I really need some help and comfort. I am a straight, 25-year-old woman and I've been dating my boyfriend for four years. I have never been the romantic type until I met him. At the beginning we were purely sexual. We love role playing and we always came up with erotic fantasies of me being fucked and used by multiple men, or some fantasy where others were involved. It was hot to me until I fell in love with him. Now, the only thing that turns me on his him.
Even though he says he loves me I cannot say he gets turned on only by thinking of me. We still continue these fantasies, but lately I'm seeing that every single time we are intimate he always talks about things he wants other men (and women) to do to me or what he wants to do with others while I'm around somewhere. He never talks about a hot fantasy that only involves him and me. I drew the line when he started bringing my best friend into our role playing. When I told him I would prefer if he not bring her into it he ignored me and talked about her anyway. No matter how many times I tell him I am not turned on by other women or other men and how hurtful it is when he admits to fantasizing about being with other women he makes me feel guilty for having these feelings. The last time I brought it up he said he won't tell me his fantasies anymore and that he'll just tell me what I want to hear. He also said that by asking him to stop thinking of others I am demeaning him and his sexuality.

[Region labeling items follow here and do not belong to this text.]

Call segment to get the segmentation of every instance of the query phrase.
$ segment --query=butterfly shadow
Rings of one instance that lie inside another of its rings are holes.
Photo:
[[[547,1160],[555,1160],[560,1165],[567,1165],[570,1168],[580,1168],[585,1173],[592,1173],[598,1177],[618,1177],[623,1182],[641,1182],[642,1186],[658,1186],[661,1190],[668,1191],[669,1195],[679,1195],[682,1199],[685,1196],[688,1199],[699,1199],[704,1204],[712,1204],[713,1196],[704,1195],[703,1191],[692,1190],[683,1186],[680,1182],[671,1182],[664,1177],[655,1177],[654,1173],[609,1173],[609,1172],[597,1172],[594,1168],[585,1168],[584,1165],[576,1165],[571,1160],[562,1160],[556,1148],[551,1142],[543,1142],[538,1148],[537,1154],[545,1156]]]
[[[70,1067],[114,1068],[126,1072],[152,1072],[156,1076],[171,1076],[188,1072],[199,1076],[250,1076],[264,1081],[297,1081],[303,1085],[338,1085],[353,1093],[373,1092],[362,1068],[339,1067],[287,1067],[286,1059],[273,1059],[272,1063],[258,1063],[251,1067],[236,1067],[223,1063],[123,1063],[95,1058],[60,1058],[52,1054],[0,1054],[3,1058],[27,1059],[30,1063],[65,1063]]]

I have done everything I can to please him. I have done things sexually that I swore I would never do because I trusted him. I've tried new sex positions, new naughty outfits, I even fucked him in front of others on cam. I guess my question is, am I demeaning him when I ask him to not bring up others in our role playing every time we're intimate? It wouldn't bother me if it were once in a while. I wind up feeling unattractive and never good enough. What can I do to make him only want me?
Not Good Enough
My response after the jump...
He's never gonna want just you and you only, NGE. All that crazy shit that turned him on when you first got together—the shit that turned him on before you fell in love with him—still turns him on and always will turn him on. Leopards, spots.
Now I know you're not doing it on purpose, NGE, and this is just how you feel, and feelings are sacrosanct lil' mysteries and there's nothing you, me, or anyone can do about it, but I've never understood people who are up for anything with someone they're into—dirty talk, rough sex, groups (real or imagined)—until they fall in love with that person. Shouldn't falling in love, and the deepening feelings of trust and comfort that goes along with it, open a couple up to new possibilities, new horizons, new sexual adventures?
And if falling in love with someone—or falling in love with you—means the end of sexual adventure and fantasy and roleplay, if falling in love means new limitations and previously acceptable fantasies winding up on your own personal no-fly list, aren't you creating a huge incentive for folks not to fall in love with you?
All of that said, NGE, your boyfriend should, at the very least, mix it the fuck up a little bit. Even if you were into groups—or still into groups, or still into thoughts of groups—having to hear about them every fucking time you fuck gets fucking tedious after four fucking years. If he needs dirty talk to get off, he should find new dirty scenarios—involving you and only you—to explore and expound upon and save the group fantasies for "once in a while."
As for feeling unattractive, make him aware of your insecurities—if you haven't already—and that his particular turn-ons tweak those insecurities and so you require regular reassurances about your attractiveness, his feelings for you, how hot he thinks your body is, etc., etc.
Finally, NGE, and again: there's nothing you can do to make him want you and only you. He is who he is, and he's turned on by what turns him on, and you knew that when you fell in love with him. You don't have the right or the ability to reach into his erotic imagination and yank out the bits that conflict with your ideas of what sex is or should be when two people are in love.